Melara held an urgent meeting on Monday with representatives of most of the country’s political parties that will participate in the coming legislative and municipal elections after the shootout Sunday night.
Not attending the meeting were representatives of the New Ideas party founded by a movement supporting President Nayib Bukele – and headed by a cousin of his – that is expected to win the majority of legislative seats in the upcoming vote.
After the meeting, the AG said at a press conference that the politicians expressed to him their concerns over the attack and called on him to undertake a thorough investigation to track down and apprehend those responsible for the deed.
Melara said that during the meeting, from which the press was barred, “signing a non-aggression and non-violence accord was discussed that could involve the international community, the Catholic Church and the three branches of the state.”
“We must not allow violence to increase because we’re facing an election that is critically important for the country … I am emphatic in saying that we’re not going to allow any violent acts in the country, we’re not going to allow … the Feb. 28 elections to be tarnished.”
He said that the authorities will work to “double or triple, if possible, the presence of election prosecutors (at the voting centers) to unequivocally guarantee the popular will.”
Melara said that there is still no clear version of the attack staged near one of the FMLN offices in San Salvador.
“We cannot provide a version (of the deed) because we’re still checking … There are many allegations about which we cannot give any statement but rather we must have the concrete facts to be able, later, to make the indictments in accord with what happened,” he said when questioned by reporters.
The authorities have arrested at least three suspects in the shootout, although no clarification of whether the attack came for political or social reasons has been forthcoming.
One of the alleged attackers is a member of the VIP Protection Division within the police and is assigned to the Health Ministry, Melara confirmed.
He said that “to make indictments in court we need to have the full scenario and … we don’t have it yet.
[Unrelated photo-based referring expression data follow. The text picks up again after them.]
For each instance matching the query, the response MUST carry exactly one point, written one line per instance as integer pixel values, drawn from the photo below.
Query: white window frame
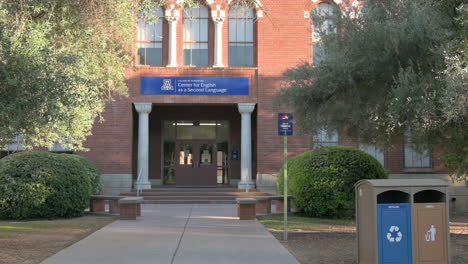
(413, 158)
(147, 39)
(323, 9)
(374, 151)
(241, 30)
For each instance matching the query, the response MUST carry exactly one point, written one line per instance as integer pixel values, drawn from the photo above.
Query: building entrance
(196, 163)
(196, 153)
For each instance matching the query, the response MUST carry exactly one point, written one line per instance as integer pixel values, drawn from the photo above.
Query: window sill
(419, 170)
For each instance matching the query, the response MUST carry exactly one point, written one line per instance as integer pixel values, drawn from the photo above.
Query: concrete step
(189, 201)
(160, 198)
(236, 194)
(159, 190)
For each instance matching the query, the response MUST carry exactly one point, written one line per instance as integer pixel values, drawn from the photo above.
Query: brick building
(199, 110)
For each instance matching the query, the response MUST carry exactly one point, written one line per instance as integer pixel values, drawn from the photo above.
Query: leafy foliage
(45, 185)
(322, 181)
(396, 65)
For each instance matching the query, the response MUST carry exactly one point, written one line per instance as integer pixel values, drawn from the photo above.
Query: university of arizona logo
(167, 85)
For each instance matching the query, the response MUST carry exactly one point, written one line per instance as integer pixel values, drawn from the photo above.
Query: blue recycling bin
(394, 233)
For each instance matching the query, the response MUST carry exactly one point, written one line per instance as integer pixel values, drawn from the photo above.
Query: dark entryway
(217, 126)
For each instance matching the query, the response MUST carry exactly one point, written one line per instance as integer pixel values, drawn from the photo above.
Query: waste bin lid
(405, 183)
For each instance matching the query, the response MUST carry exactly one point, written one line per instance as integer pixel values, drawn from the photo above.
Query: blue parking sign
(285, 124)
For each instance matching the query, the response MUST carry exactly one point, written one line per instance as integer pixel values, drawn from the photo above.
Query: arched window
(322, 23)
(196, 36)
(241, 36)
(415, 158)
(149, 40)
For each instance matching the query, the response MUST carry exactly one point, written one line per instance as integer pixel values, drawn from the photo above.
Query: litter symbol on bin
(391, 233)
(430, 234)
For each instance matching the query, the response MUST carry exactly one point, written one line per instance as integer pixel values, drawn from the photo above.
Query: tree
(391, 66)
(61, 62)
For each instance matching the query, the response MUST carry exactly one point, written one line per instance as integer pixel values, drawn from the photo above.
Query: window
(374, 151)
(16, 145)
(321, 24)
(325, 138)
(415, 158)
(59, 148)
(241, 36)
(196, 36)
(149, 42)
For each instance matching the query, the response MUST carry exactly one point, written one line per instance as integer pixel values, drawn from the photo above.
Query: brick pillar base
(280, 206)
(246, 211)
(97, 206)
(114, 207)
(263, 207)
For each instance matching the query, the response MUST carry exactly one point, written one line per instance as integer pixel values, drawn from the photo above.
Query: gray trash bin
(402, 221)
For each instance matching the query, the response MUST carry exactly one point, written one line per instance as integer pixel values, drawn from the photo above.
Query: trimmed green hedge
(45, 185)
(322, 180)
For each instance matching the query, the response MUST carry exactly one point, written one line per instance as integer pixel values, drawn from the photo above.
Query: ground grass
(324, 241)
(301, 223)
(33, 241)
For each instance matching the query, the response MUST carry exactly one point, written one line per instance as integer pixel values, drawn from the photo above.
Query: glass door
(196, 163)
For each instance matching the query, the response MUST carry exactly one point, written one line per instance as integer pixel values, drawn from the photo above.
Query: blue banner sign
(235, 155)
(285, 124)
(195, 85)
(394, 233)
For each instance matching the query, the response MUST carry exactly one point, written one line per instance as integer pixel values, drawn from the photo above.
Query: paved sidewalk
(179, 234)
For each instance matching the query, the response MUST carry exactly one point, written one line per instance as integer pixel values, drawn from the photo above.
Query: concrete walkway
(178, 234)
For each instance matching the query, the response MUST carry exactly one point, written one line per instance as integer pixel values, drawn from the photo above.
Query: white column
(173, 39)
(143, 110)
(218, 60)
(246, 146)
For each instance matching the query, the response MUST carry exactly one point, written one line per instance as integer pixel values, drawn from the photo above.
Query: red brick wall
(283, 41)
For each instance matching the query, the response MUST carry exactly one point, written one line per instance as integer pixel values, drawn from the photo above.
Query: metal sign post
(285, 197)
(285, 129)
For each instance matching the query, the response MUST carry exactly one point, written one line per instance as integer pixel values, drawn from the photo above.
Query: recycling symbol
(391, 234)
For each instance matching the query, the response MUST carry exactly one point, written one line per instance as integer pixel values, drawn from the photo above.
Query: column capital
(172, 19)
(218, 20)
(246, 108)
(144, 108)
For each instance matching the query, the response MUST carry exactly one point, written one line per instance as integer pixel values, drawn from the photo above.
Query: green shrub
(44, 185)
(322, 180)
(92, 171)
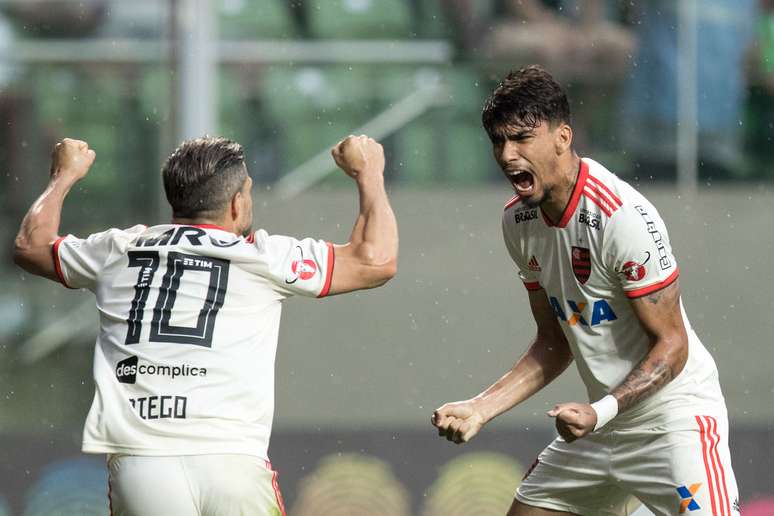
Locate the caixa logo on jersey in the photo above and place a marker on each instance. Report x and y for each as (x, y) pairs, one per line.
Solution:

The only thing we know is that there are people who lost their lives, who are injured and there are firearms involved, and so we must gather all the evidence to be able to act.”
Two members of Doctors Without Borders were also attacked by a group of armed individuals on Sunday, leading the humanitarian organization to temporarily suspend its activities in El Salvador.
The president of the Legislative Assembly, Mario Ponce, met on Monday with members of that body’s Policy Committee and after several hours they agreed to issue a public pronouncement on the attack against the FMLN supporters.
In the document, authorities condemn the attack and call on the Organization of American States and the European Union to quickly send observer missions to the Central American country within the framework of the Feb. 28 elections.
In addition, the officials urged the international community to “keep its eyes on El Salvador” and for the United Nations to keep its attention focused on the matter and “to support, if required, the investigation of the deeds.”
The pronouncement will be debated in the full legislative assembly on Wednesday during this week’s regular session and will then be put to a vote by lawmakers.
The rightist Great Alliance for National Unity (GANA) party, via which Bukele ascended to the presidency, will not vote for the pronouncement, it was announced.